Her concern is the violation that transmen could be subjected to, otherwise. She cites the example of Charupriyan, "who was forced into marriage with a man, and spoke to her of regular marital rape, until he became pregnant". "He said, 'I'm not able to ask my child to call me his father, nor his mother.' As women, we are often more scared of being raped than murdered. Imagine a transman, being violated through an organ which does not belong in his body, by someone who does not belong in his life, and is forced into a role that ensures a lifetime of misgendering," she says.
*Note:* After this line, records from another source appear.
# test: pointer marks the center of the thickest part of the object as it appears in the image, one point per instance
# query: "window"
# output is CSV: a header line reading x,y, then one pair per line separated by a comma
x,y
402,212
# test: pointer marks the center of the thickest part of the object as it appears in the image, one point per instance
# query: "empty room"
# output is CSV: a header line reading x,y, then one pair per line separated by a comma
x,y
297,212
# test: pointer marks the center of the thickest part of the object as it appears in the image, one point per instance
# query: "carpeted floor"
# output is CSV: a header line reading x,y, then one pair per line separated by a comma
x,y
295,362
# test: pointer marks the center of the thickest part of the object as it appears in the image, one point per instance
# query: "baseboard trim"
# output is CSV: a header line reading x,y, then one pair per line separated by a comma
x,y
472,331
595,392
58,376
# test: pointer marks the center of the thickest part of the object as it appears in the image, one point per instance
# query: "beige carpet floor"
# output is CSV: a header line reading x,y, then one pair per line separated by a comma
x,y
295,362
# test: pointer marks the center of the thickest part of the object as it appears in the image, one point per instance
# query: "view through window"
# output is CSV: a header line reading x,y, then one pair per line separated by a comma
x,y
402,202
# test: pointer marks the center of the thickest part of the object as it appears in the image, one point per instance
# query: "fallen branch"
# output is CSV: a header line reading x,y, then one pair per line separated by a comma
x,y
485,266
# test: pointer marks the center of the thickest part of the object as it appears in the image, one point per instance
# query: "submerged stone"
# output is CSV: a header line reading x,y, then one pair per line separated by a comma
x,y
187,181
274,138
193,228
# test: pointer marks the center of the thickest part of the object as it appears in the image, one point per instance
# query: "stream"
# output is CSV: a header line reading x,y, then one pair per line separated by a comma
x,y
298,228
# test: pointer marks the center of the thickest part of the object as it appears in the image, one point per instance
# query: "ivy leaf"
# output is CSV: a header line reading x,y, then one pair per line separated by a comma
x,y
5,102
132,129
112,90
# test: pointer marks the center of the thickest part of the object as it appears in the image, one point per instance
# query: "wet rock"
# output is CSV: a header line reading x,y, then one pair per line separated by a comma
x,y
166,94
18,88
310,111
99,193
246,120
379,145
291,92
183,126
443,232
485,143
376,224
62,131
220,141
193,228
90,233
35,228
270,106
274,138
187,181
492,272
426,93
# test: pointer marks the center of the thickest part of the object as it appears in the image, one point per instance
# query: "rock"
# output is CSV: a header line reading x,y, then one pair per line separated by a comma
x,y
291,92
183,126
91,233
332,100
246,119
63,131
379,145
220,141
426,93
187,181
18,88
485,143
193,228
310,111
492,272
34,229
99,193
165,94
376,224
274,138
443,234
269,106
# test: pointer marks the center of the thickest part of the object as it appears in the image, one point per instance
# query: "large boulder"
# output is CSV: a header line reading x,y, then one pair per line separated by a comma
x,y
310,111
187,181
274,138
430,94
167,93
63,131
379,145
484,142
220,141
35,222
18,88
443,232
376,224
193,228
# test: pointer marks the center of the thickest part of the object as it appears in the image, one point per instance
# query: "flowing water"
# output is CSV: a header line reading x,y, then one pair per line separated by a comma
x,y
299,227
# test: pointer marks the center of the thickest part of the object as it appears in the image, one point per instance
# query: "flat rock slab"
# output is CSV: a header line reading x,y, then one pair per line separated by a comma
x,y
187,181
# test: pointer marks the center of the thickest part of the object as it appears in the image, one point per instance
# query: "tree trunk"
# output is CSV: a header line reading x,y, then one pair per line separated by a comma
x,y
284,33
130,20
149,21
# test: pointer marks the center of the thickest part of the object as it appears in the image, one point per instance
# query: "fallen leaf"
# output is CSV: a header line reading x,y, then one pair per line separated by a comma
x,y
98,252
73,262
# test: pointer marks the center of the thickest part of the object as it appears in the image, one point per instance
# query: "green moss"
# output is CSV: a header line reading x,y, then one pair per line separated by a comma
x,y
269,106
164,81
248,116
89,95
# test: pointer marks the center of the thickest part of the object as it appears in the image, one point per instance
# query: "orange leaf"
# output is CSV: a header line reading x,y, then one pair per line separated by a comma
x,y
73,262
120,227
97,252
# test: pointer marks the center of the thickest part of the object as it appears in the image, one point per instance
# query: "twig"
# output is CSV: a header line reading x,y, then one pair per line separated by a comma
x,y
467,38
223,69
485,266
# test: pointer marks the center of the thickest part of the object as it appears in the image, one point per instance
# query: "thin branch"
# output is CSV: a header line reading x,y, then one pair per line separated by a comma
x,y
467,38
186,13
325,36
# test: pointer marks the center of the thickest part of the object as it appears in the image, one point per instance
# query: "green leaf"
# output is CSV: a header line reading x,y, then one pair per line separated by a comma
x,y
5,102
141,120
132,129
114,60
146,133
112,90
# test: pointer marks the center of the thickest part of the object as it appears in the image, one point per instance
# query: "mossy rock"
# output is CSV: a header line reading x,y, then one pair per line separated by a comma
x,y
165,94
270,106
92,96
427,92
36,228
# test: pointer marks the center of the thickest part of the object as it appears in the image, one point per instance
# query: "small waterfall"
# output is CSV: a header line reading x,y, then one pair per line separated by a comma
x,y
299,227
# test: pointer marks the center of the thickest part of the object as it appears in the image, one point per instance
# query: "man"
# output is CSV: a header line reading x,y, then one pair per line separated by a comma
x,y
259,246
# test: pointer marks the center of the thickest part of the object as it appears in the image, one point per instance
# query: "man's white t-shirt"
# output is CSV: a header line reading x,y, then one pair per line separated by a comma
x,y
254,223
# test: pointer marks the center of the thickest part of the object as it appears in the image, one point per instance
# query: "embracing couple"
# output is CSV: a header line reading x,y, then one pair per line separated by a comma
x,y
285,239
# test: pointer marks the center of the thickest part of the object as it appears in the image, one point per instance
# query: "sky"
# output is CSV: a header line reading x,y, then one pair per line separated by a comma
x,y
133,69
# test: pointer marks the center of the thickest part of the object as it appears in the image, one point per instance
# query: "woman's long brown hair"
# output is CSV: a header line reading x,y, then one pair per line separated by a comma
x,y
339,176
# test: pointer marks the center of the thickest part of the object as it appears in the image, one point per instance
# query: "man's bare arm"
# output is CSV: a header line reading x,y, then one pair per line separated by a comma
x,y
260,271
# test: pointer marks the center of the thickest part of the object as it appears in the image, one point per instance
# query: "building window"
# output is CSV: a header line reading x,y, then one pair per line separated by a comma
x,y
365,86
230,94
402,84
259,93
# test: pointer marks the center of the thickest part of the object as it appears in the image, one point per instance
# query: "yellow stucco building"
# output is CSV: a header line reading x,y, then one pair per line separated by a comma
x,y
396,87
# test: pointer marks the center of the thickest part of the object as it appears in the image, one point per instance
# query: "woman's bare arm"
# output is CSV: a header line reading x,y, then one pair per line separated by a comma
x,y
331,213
Now, although Siddhant lives the life of a man, what riles him is when he is asked if he became a man because he fell in love with a woman. "I am not stupid to do this for love," he says. In fact, he tells us, that he was single even before the surgery. "I did the surgery because I wanted to be happy with myself and my body, not because I wanted to make somebody else happy." He gets irritated when we broach the subject of marriage. "Marriage cannot be the ultimate aim of everyone's life."
Krishnan makes reference to this in the book as well, while referring to how the media ends up sensationalising love stories between two women. "The answer is depressingly simple: sensationalism sells; nuanced reportage does not," she says.
Siddhant is glad that he is finally in the right body, although he also enjoys his feminine side. "I live with my father, and need to take care of him. After going home, I drop my bags, and head straight to the kitchen. I like cooking. Even on weekends, you'll find me cleaning the house. I do things that any other woman would do, and I like those qualities about myself. I have the best of both worlds," he says, the smile not once leaving his face.